Vivemos num país onde o “depois logo se vê” é mais do que uma expressão; é uma filosofia de vida. As obras começam sem um plano definido e prolongam-se indefinidamente até alguém se lembrar de acabar. As empresas funcionam sem estratégia de longo prazo, confiando que, quando surgir um problema, haverá sempre um primo, um cunhado ou um conhecido que “percebe do assunto” e dará um jeito. No setor público, quando falta material, a solução mais natural é pedir ao utente para “trazer de casa, se puder”. Nas escolas, improvisa-se quando os recursos falham; na saúde, remenda-se o que já devia ter sido substituído há anos; e no dia a dia, confiamos no improviso para tudo, desde arranjar um almoço em cima da hora até resolver questões sérias de trabalho.
O problema é que esta cultura de improviso constante nos mantém num ciclo de atraso crónico. Enquanto outros países investem tempo a planear e prever cenários, nós gastamos energia a apagar incêndios — alguns reais, outros metafóricos. É claro que somos resistentes e criativos, mas vivemos constantemente a reagir em vez de agir. E, quando se vive sempre em modo de emergência, não há espaço para crescer de forma estruturada. Pior: acabamos por normalizar o caos e até sentir um certo orgulho nele, como se viver no improviso fosse prova de esperteza e não um sintoma de desorganização.
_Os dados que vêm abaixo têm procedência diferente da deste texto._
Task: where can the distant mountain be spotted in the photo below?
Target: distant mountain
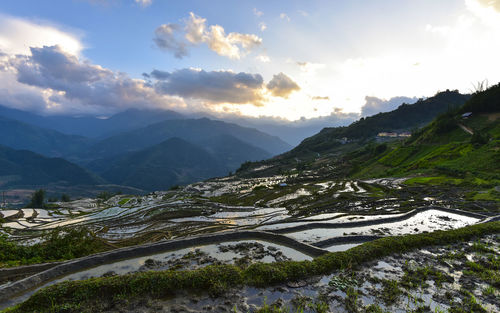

É preciso entender que o desenrasca não é um superpoder, é um hábito que nos impede de evoluir. Não significa que devamos perder a capacidade de improvisar — essa é, sem dúvida, uma competência valiosa. Mas improvisar deveria ser a exceção, não a regra. O verdadeiro progresso vem do planeamento, da prevenção e da preparação, coisas que ainda associamos a formalidade excessiva ou a “falta de jeito português”. Talvez esteja na hora de percebermos que planear não mata a criatividade; pelo contrário, dá-lhe espaço para existir sem depender do pânico do último minuto. Até lá, continuaremos a viver no país do “depois logo se vê” — sempre a inventar soluções brilhantes, mas sempre a chegar atrasados.